Por Mario Morosini
Es una frase autoría del escritor francés Antoine de Saint-Exupéry. Significa que el verdadero valor de las cosas no siempre es evidente.
Sin embargo, en relación a la basura que se acumula en la ciudad, justamente es todo lo contrario a la reflexión de Saint-Exupéry, además de ser esencial, en este caso específico es bien visible a los ojos de cualquier ciudadano.
Y es una lástima. Porque justamente muchas cosas positivas que surgen del funcionamiento de la actual Intendencia de Montevideo, terminan pasando a ser invisibles, porque el tema de la basura impide medir la buena gestión que se desarrolla.
En este mismo Portal de VECINOS, todos los días, ponemos una o dos noticias buenas que se generan en Montevideo. No obstante pierden jerarquía, porque la basura tapa cualquier situación a destacar. El vecino termina contrariado.
Hemos pedido, en el Concejo Vecinal del 7 una reunión en carácter de URGENTE, con quien sea responsable, tanto a nivel de la Intendencia, como también a nivel Municipal. Porque también en este tema tiene que ver el Municipio E. No es posible que la situación tan dramática para esta parte del territorio de la Capital, no esté tan resentida en municipios vecinos, como ocurre por ejemplo con el Municipio CH, que puede tener dificultades, producto de los paros que realizan los funcionarios que dependen de la Intendencia, pero existe una cuota de ingenio para mitigar el problema.
Está encaminada a nivel de todo Montevideo, por parte de la Comuna, el inicio de una tercerización en el territorio que no ha sido aun privatizado. Rompe los ojos de cualquier ciudadano, o sea contribuyente, aquel que tiene que pagar en fecha inexorablemente los impuestos, so pena de cobro de intereses por mora, que donde actúa el servicio privado, la mejora en la presentación de la ciudad es infinitamente superior.
A los uruguayos no nos gusta llegar a privatizar servicios. Más, no los miramos con buenos ojos. Pero cuando la situación se hace tan compleja que puede poner en riesgo la salud de la población, entonces rápidamente la cabeza de la gente, termina aceptando un funcionamiento privado, donde en este caso la Intendencia, ante un mínimo de incumplimiento por parte de la empresa, la misma recibe la sanción económica que esté determinada, e incluso ante una situación grave, puede dejarse sin efecto el contrato vigente.
Es de esperar que rápidamente se solucionen las diferencias que parecen crónicas entre el gremio o sector de limpieza de la Intendencia y la propia Comuna.

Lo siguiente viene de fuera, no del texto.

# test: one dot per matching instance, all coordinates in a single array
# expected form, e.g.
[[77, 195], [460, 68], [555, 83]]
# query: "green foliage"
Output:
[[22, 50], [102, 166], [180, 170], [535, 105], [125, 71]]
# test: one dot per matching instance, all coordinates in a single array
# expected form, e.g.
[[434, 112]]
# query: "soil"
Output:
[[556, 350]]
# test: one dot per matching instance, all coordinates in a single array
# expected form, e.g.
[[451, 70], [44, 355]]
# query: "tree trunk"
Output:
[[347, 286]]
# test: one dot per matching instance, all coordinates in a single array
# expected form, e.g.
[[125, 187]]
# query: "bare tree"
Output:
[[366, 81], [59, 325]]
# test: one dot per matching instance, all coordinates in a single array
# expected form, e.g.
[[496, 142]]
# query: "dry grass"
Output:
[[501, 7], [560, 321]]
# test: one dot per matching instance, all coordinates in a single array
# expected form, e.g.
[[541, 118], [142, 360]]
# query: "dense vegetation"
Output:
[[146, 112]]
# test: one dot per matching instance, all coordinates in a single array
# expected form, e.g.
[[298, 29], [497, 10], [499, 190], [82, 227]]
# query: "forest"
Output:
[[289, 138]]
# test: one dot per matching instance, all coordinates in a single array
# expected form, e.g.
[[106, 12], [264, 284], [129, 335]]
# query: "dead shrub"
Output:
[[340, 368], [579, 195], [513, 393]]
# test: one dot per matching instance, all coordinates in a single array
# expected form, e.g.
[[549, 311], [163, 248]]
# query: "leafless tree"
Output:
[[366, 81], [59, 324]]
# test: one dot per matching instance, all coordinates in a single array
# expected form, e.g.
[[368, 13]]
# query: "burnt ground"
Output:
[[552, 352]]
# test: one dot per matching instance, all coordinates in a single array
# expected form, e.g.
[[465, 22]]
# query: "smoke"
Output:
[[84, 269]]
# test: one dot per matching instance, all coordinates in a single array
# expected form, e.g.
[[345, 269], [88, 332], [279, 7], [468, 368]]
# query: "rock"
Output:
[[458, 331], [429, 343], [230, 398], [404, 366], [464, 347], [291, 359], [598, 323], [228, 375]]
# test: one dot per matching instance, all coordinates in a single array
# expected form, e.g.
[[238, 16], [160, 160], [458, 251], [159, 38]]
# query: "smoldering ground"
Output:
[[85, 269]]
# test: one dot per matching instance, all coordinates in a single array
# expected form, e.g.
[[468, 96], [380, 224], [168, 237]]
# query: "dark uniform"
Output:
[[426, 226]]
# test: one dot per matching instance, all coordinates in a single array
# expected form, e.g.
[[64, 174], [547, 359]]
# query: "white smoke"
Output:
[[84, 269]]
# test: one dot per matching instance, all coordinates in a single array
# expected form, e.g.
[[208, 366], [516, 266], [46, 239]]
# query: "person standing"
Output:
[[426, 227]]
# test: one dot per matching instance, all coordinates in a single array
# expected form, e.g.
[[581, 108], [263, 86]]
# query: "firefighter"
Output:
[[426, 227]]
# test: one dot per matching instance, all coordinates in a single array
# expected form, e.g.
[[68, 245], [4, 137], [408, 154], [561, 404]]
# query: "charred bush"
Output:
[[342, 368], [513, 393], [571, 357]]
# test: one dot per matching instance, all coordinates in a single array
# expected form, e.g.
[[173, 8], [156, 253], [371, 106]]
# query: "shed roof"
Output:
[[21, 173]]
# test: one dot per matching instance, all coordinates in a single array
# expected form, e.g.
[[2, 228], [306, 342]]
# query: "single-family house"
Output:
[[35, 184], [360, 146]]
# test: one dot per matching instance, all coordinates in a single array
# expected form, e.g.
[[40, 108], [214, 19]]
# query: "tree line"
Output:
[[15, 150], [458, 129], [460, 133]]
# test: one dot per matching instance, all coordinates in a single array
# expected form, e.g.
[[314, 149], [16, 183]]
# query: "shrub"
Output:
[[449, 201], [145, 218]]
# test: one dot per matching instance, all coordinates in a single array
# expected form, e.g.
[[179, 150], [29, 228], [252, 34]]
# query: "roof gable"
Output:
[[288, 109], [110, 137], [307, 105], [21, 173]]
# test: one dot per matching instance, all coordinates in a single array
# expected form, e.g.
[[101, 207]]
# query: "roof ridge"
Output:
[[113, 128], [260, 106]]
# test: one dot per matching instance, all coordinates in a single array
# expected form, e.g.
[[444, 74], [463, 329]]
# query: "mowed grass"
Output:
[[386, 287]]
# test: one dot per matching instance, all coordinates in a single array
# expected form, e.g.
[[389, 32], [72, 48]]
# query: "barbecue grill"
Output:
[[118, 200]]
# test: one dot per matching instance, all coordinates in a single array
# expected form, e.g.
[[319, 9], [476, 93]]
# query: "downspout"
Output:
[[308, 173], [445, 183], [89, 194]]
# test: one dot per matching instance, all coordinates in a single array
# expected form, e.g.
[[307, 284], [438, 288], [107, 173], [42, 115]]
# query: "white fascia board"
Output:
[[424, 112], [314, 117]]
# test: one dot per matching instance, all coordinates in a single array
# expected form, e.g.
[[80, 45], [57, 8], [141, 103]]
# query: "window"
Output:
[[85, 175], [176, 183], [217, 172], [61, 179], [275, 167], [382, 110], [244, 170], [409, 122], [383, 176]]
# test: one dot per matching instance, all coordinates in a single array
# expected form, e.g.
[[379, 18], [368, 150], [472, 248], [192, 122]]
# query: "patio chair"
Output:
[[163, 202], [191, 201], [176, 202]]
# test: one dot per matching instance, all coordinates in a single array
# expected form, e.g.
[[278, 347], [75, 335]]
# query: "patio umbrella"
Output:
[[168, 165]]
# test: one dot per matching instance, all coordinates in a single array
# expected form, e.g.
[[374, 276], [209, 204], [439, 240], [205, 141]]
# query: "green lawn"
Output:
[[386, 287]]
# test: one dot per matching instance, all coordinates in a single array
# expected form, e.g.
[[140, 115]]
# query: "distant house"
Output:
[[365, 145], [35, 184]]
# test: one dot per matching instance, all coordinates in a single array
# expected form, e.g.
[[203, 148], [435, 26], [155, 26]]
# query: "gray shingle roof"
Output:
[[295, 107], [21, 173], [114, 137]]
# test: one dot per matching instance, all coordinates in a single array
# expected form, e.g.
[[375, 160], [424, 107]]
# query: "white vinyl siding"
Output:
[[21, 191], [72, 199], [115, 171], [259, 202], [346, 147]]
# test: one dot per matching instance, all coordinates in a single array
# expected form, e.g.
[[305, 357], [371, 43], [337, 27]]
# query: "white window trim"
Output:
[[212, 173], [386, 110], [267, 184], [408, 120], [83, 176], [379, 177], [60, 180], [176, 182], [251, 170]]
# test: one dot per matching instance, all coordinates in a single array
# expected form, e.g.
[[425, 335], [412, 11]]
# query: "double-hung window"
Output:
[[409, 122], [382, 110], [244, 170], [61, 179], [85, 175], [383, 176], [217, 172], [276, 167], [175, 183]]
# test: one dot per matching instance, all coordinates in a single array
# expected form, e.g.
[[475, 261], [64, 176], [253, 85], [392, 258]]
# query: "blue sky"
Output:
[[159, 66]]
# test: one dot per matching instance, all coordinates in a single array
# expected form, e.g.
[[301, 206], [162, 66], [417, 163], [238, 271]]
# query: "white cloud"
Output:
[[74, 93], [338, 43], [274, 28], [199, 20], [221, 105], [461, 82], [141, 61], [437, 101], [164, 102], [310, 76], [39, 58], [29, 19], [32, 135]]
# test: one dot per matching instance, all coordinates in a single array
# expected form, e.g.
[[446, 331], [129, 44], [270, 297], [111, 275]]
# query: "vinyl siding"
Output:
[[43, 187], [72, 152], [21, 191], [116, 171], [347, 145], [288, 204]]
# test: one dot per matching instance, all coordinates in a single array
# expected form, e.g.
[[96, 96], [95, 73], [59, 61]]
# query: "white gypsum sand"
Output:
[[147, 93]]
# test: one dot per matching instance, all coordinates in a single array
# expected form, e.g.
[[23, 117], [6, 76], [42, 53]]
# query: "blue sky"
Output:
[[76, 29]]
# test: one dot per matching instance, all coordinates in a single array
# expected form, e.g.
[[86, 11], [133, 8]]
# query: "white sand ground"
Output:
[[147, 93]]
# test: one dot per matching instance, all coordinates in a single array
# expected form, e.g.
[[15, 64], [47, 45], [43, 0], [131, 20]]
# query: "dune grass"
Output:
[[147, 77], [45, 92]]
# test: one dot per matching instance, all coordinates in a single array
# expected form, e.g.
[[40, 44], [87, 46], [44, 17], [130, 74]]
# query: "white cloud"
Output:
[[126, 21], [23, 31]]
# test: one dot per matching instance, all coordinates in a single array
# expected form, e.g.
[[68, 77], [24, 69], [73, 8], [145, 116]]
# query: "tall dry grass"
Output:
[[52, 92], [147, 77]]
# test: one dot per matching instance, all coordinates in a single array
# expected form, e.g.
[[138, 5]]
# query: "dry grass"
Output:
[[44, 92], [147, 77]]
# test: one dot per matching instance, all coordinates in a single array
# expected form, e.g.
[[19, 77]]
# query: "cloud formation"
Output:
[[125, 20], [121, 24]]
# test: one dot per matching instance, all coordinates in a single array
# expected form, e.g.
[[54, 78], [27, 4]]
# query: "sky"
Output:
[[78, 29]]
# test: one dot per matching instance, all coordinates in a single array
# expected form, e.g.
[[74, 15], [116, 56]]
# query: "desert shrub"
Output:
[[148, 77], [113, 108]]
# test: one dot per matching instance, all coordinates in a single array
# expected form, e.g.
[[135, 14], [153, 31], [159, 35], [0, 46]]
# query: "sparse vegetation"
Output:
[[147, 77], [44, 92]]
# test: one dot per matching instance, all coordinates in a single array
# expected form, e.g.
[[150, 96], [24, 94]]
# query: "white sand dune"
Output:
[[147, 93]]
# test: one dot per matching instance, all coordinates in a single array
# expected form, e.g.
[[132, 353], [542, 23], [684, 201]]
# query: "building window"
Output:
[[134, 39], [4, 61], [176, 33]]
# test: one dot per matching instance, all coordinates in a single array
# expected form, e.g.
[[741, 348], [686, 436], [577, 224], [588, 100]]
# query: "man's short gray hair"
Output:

No creemos que el tema pase por más o menos camiones, pasa por un cambio de actitud de todos, incluido nosotros, los vecinos, que también debemos ser más cuidadosos para no ensuciar indebidamente la ciudad.
Aunque siempre la responsabilidad mayor, la tiene quien administra la Intendencia. Son sus méritos si todo funciona bien y cuando algo no funciona bien, como ocurre con la recolección de residuos, entonces no somos exagerados, al decir que se falla en la gestión. ¿Será por concesiones desmedidas que obtuvo un gremio?
No lo sabemos, no es tema a dilucidar por el vecino común, nosotros simplemente apuntamos a quien salió electo. No nos interesa la problemática que se tenga con ADEOM.
Y ojalá, que muy pronto, perdamos este escepticismo que nos embarga en este tema y tengamos que decir que estamos equivocados por tener simplemente tibia esperanza que algún día se ponga fin a los conflictos, se brinde un buen servicio que tiene como gran responsabilidad un tema muy sensible para la población y además “visible a los ojos” de cualquier ciudadano.